Ah, but widespread illiteracy means there can be no progress. Humanity can copy the past, but, without the written word, the copies are made by rough description and experimentation. Inferior at best, stick figure parodies that corrupt the very memory of the object they ape at worst. A story can be passed from generation to generation, the science necessary to create a marvel like the large hadron collider cannot. Even the pyramids of egypt required calculations done on papyrus. The end of writing is the end of math, the end of math is the end of society. Taking the ability to read away from people... That debases humanity on a level that a nuclear strike never could. It's a very depressing setting.
Magic in a setting, of any kind, lends a sense of wonder. Neonazis in Philadelphia and Jesus in St. Louis are interesting, but, at the end of the day, you're still just stoving in a guy's head with a pipe. It could be fun, but I couldn't get into it because humanity would be too screwed to recover. The setting kills it for me, because there is no hope for humanity, no room for change.
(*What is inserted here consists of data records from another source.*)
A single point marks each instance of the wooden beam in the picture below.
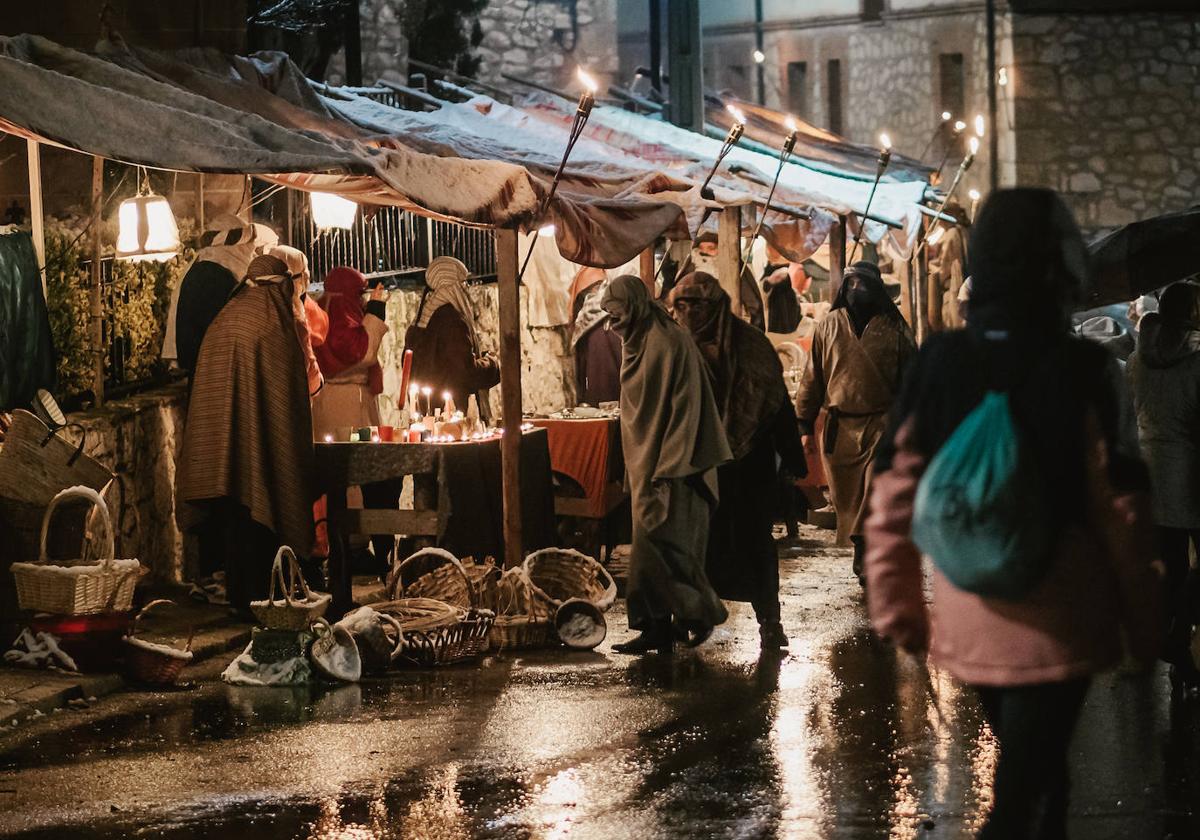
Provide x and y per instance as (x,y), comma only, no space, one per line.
(646,268)
(510,391)
(96,325)
(729,255)
(837,256)
(36,213)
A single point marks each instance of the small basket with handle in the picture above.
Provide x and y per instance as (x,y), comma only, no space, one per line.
(151,663)
(77,587)
(298,605)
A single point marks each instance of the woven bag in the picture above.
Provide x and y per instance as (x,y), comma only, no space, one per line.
(299,606)
(77,587)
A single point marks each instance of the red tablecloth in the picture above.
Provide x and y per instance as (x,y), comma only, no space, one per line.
(585,451)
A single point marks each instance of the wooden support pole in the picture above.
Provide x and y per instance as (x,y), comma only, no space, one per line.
(97,311)
(729,256)
(36,213)
(837,256)
(646,268)
(510,391)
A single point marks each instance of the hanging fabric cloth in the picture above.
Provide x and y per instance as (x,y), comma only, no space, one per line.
(27,353)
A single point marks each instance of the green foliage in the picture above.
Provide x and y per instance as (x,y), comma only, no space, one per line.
(135,300)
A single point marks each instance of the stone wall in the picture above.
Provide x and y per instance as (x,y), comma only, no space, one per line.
(546,40)
(1107,111)
(139,439)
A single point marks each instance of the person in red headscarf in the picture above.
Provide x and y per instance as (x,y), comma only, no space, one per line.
(349,357)
(349,361)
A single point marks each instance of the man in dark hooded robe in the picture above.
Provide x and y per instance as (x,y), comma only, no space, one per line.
(751,396)
(859,353)
(673,441)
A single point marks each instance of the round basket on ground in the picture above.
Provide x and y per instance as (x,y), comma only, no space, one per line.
(517,627)
(151,663)
(432,573)
(299,606)
(580,624)
(77,587)
(558,575)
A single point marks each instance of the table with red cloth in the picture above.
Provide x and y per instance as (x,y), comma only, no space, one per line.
(588,451)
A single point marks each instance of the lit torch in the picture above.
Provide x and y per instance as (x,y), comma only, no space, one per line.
(885,160)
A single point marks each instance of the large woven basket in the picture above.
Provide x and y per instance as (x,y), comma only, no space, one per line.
(437,633)
(299,605)
(77,587)
(433,573)
(557,575)
(150,663)
(517,625)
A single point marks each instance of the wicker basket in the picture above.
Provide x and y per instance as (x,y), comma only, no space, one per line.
(154,664)
(517,627)
(436,574)
(558,575)
(292,612)
(77,587)
(437,633)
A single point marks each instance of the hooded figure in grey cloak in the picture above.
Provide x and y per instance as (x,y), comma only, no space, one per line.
(673,441)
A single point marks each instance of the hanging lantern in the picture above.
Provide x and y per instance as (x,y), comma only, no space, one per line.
(333,211)
(147,229)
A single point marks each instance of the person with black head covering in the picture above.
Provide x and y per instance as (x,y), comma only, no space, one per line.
(859,353)
(673,442)
(1029,657)
(751,396)
(1164,372)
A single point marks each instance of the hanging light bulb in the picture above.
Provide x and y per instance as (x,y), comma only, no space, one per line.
(333,211)
(147,229)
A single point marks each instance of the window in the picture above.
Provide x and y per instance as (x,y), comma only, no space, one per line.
(873,10)
(833,94)
(798,88)
(952,83)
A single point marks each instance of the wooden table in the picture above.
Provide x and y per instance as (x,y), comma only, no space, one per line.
(456,497)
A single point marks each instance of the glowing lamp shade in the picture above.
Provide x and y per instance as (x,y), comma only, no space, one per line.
(333,211)
(147,229)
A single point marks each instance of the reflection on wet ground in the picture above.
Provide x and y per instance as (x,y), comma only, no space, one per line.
(839,739)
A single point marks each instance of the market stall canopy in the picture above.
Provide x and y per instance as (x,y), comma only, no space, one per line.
(1145,256)
(654,141)
(215,114)
(815,148)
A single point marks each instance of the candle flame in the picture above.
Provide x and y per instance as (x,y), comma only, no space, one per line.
(587,81)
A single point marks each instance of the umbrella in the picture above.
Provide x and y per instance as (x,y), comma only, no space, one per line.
(1145,256)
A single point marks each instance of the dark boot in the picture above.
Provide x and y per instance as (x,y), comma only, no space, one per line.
(658,636)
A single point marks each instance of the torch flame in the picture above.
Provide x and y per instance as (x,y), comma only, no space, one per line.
(587,81)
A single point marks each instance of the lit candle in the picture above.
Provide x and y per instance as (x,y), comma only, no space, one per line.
(406,371)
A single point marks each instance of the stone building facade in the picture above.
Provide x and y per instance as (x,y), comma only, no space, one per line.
(1096,106)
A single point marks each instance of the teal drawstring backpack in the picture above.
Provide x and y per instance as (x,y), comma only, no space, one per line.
(979,511)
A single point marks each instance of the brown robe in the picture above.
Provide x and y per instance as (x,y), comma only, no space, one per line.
(856,379)
(249,435)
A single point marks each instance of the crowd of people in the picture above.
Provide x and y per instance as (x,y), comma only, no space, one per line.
(1007,449)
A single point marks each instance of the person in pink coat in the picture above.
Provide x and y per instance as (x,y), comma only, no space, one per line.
(1030,660)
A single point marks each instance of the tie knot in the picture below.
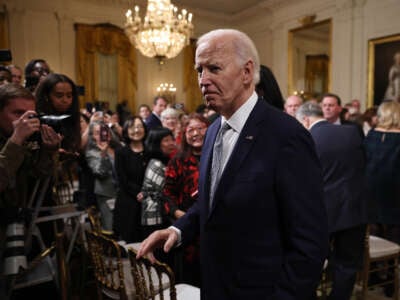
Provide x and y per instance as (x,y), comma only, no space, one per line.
(225,127)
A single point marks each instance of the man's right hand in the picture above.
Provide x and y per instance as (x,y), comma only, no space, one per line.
(165,238)
(24,127)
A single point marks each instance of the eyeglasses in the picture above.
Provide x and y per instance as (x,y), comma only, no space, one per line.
(192,130)
(42,71)
(137,127)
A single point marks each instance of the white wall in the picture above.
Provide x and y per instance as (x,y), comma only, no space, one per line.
(44,29)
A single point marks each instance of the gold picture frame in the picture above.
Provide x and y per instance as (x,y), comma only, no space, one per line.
(381,53)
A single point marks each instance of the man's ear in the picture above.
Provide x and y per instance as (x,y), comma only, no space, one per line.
(248,72)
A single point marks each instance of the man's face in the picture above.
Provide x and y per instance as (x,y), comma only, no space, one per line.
(160,105)
(12,112)
(144,112)
(292,104)
(16,75)
(41,69)
(4,77)
(221,79)
(331,109)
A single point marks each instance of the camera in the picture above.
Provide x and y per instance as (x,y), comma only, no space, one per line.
(5,55)
(14,255)
(104,133)
(54,121)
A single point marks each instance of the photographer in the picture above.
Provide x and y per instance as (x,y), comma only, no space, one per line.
(22,161)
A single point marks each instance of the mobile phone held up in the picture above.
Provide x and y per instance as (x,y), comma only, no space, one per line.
(104,133)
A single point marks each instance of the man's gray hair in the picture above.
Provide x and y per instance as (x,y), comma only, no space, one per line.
(309,109)
(244,47)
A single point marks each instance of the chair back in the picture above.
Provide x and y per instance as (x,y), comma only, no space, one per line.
(152,281)
(107,256)
(95,222)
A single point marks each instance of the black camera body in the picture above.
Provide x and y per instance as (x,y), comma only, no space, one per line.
(54,121)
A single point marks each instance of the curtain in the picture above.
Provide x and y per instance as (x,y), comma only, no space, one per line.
(108,79)
(105,39)
(4,35)
(190,84)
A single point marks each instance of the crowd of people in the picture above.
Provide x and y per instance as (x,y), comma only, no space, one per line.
(296,181)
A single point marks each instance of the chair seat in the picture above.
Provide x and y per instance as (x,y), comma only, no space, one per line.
(379,247)
(183,292)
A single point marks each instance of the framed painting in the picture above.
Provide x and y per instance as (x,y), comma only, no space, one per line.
(383,69)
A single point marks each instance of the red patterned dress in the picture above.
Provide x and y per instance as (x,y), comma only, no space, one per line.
(180,191)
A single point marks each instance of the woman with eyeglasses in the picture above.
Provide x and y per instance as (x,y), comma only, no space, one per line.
(130,165)
(180,190)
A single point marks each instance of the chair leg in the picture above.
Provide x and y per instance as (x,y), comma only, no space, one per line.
(396,279)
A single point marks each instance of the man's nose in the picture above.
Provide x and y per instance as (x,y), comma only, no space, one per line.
(204,78)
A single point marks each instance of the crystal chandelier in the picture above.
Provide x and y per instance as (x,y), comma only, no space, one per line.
(164,32)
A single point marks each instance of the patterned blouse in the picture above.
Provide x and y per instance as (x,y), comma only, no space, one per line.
(181,183)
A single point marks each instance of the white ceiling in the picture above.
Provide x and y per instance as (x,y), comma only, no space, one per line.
(227,7)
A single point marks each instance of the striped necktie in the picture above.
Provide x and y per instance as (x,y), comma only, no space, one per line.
(216,167)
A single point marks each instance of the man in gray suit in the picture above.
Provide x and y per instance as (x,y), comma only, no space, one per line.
(340,150)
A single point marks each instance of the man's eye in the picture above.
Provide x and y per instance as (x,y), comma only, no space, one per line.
(214,69)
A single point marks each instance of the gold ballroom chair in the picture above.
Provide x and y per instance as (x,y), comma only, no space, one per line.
(149,277)
(380,255)
(111,267)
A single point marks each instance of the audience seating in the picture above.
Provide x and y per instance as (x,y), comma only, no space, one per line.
(381,256)
(111,267)
(149,277)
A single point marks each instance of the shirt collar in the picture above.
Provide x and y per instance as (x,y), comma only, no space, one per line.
(316,122)
(239,118)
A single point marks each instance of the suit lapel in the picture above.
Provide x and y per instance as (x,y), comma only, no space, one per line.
(205,163)
(246,139)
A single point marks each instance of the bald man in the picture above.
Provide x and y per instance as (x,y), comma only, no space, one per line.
(292,104)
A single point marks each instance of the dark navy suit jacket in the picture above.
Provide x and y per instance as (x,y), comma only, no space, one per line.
(340,150)
(265,236)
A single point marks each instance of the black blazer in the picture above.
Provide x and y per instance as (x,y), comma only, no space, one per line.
(340,150)
(265,237)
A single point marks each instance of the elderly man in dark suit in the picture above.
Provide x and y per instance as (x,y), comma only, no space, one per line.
(340,150)
(260,212)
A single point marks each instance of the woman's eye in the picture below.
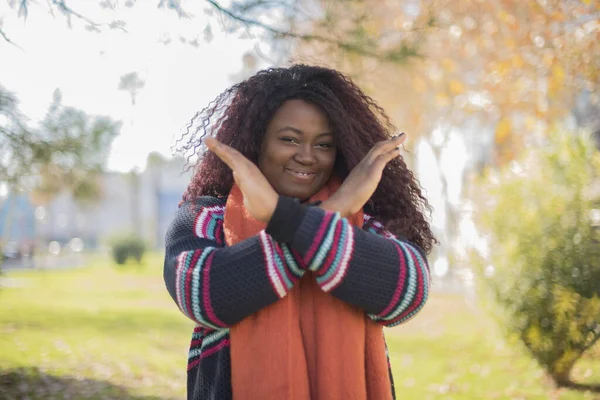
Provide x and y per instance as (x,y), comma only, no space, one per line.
(325,145)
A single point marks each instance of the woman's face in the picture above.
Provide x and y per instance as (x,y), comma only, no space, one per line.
(298,151)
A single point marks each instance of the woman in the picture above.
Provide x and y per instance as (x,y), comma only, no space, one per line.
(301,235)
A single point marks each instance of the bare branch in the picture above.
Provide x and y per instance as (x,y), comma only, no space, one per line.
(69,11)
(347,46)
(7,39)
As for the inhuman races in D&D, they add to a narrative. The fact that a person is grey elf/sea orc isn't that inherently interesting, it's a bunch of random words mangled together, it's about the story of how that union came about. It's about the culture of the gray elves, sea orcs, and whatnot. Fantasy settings are, often, about the examination of very specific aspects of humanity, highlighted and purified. For me, the things aren't the big draw, it's about the stories in things. Regular bolas are cool and effective, but what about bolas made from three severed heads tied together by their ponytails that scream and bite when thrown? Even cooler. Now, better even than that, there's going to be a story behind the severed head bolas that there never will be in a mundane object. Even if I never learn the story, I still know it's there.
In short, I like the story above all else (see damp potato sex analogy on my last post), and I can only see one ending to a story where humanity loses the ability to write. Atavism is just too depressing a way to go.